Attention, OVNI en approche dans le paysage littéraire actuel !
Passionnée de mythologie grecque depuis l'enfance, j'étais curieuse de redécouvrir le mythe de Persée et de Méduse. Dans cette réécriture,
Natalie HAYNES prend le parti des Gorgones et nous découvrons ainsi les faits à travers leur regard.
En dépit de leurs défenses de sanglier, de leurs chevelures faites de serpents et de leurs ailes, Euryale et Sthéno se prennent vite d'affection pour ce bébé échoué sur leur rivage. Leur soeur abandonnée là, sans explications, du fait de sa mortalité et de son apparence presque humaine. Méduse grandit à leurs côtés, heureuse et insouciante, dans un quotidien fait de jeux avec leurs moutons, d'ébats dans l'eau et de questionnements incessants. Bientôt, la fillette devient jeune femme et attise la convoitise de l'avide Poséidon sans jamais l'avoir recherchée. Cette rencontre marquera le glas de sa destinée.
Le portrait des Gorgones dressé par l'autrice en fait des personnages attachants, bien plus humains que certains hommes comme Persée. Les liens qui unissent les trois soeurs semblent indéfectibles, et après la malédiction lancée par Athéna sur Méduse,
Natalie HAYNES nous offre des dialogues forts sur les sujets de la différence, de l'ouverture d'esprit et de l'acceptation de soi. Les autres protagonistes sont toutefois nettement moins nuancés. Zeus reste fidèle à lui-même, courant après toutes les femmes sur Terre et dans l'Olympe au grand désarroi de son épouse Héra. Mais Athéna en fait les frais et semble perdre sa sagesse légendaire (et par là-même toute sympathie de notre part). Prête à tout pour assouvir sa vengeance, y compris à punir celles qui n'y sont pour rien, elle n'est qu'un condensé de colère et de frustrations. Quant à Persée, à peine sorti des girons de sa mère, il apparaît comme un homme faible et couard, qui ne cesse de pleurnicher au lieu d'agir. L'autrice dépeint un monde brutal où les hommes et les dieux dominent, quitte à prendre de force ce qu'ils ne peuvent conquérir par le respect et la sincérité, introduisant une vision féministe bienvenue dans les affres de l'Antiquité.
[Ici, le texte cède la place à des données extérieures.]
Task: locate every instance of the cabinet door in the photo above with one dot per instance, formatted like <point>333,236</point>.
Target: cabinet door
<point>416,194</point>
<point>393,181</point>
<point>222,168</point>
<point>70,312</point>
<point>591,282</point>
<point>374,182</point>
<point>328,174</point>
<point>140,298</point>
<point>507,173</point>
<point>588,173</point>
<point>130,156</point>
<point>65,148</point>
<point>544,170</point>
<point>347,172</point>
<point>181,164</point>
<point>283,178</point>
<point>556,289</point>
Cette réécriture n'en reste pas moins pertinente puisque le mythe du Gorgonéion permet ce nouvel angle d'approche. Elle reste fidèle à l'originale, toutes les grandes lignes de l'épopée y sont retranscrites, de la Grèce à l'Éthiopie, et mises en scène avec intelligence. L'autrice saute d'un personnage à l'autre de chapitre en chapitre. Cette lecture peut donc potentiellement déstabiliser, en particulier les novices en mythologie grecque qui pourraient ainsi se perdre dans le dédale de lieux, d'époques, de créatures et de prénoms. Pourtant, petit à petit, les pièces du puzzle se mettent en place. Tout s'imbrique en temps et en heure pour nous offrir un récit épique, amer et fataliste. Car en nous encourageant à considérer Méduse comme un être à part entière, loin de ses soi-disant difformités, une soeur aimée et aimante, le sort qu'elle connaît nous fait considérer les prouesses de Persée d'un oeil nettement moins admiratif. J'ai beaucoup apprécié cela.
Natalie HAYNES renverse les classiques tout en témoignant de sa passion en la matière. Sa plume est riche et précise, mais conserve malgré tout une certaine distance avec le lecteur. Et ce, en dépit du Quatrième Mur qu'elle cherche à percer grâce à quelques chapitres épars donnant voix aux serpents de Méduse, à la mer, à une oliveraie,…
Natalie HAYNES n'a pris aucune liberté avec cette histoire telle qu'elle a été racontée à travers les âges ; elle en a respecté chaque ligne. Mais elle est cependant parvenue à s'approprier le récit pour dénoncer l'injustice et les ravages du patriarcat tout en faisant un très beau message d'amour, de tolérance et de remise en question.